The pink is still bright on Beomgyu’s cheeks, getting darker and spreading wider the longer he stares down at Yeonjun. His eyes wander the room, alternating back and forth between the floor, Yeonjun, the desk, Yeonjun, the cupboard, Yeonjun. “Yeah, been forever,” he mumbles eventually—there’s a shyness to his words which, coupled with the way Beomgyu looks away from Yeonjun’s eyes hastily, turning to face the lamp instead (which only serves to illuminate his impossibly pretty, impossibly pink face further) makes something in Yeonjun’s chest clench. “Sorry for, uh, intruding,” Beomgyu continues bashfully, hands twisting together by his stomach. “I drunk I’m a little think right now and I forgot you and Hyung were back—wait, fuck, I-I mean, uh, sorry, you get it, I’ll get out of your hair!”
His words slip slide over each other, breaking Yeonjun out of his frozen state. Except now, instead of awe, he’s drowning in what can only be described as cuteness aggression, thoroughly amused and bone deep endeared by the younger boy. “Don’t worry about it,” he says softly. “You going to be able to get up to your room okay?”

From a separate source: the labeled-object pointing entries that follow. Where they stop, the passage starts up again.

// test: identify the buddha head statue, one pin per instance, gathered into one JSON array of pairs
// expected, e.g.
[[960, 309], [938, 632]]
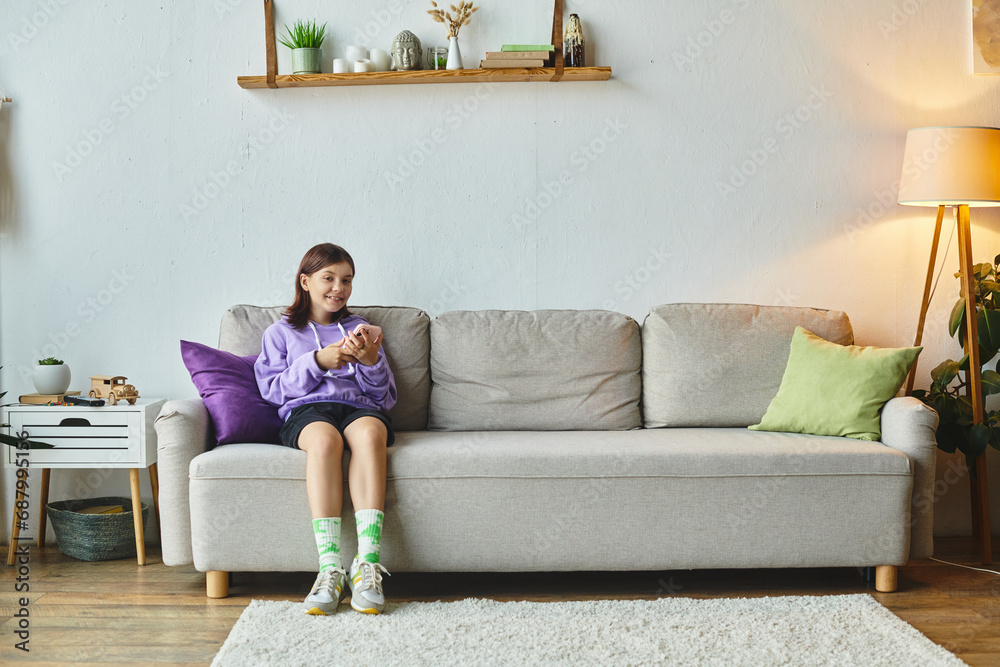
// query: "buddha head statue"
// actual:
[[406, 52]]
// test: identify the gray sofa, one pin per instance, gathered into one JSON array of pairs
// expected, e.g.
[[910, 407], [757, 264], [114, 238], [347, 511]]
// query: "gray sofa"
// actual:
[[570, 440]]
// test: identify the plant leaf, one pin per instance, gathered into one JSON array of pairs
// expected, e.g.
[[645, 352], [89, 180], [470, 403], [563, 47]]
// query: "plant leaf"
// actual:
[[988, 330], [957, 317], [991, 383], [979, 439]]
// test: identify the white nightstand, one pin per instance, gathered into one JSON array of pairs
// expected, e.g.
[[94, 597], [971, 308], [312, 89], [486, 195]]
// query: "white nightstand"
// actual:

Beomgyu’s already opening the door when he replies. “I’ll, uh, probably just crash on the couch tonight, don’t worry. Good night. Talk to you tomorrow.” And then the door slams shut behind him and he's gone as suddenly and surprisingly as he arrived.
Yeonjun remains frozen for what feels like hours afterwards, staring at the phantom of where Beomgyu had been by the door, heart beating faster than it has any right to be. When he manages to collect himself enough to turn off the light and pull the covers over himself, panic settles into his bones. He’s hit by the jarring, sudden, and rather devastating realisation that Choi Beomgyu may just be the most beautiful person Yeonjun has ever laid his eyes on. He’s then hit by several realisations that are rather worse.
1) Choi Beomgyu is stunning.
2) Choi Beomgyu is Soobin—Yeonjun’s best friend’s little brother.
3) Choi Beomgyu is therefore 100% off limits.
And 4) despite this, Yeonjun really, really, badly, shamefully, desperately, wants him.
The final realisation is that, by his own doing, Yeonjun is stuck in The Choi Household for a month and a half. With Choi Beomgyu.
Yeonjun really needs another fucking cigarette.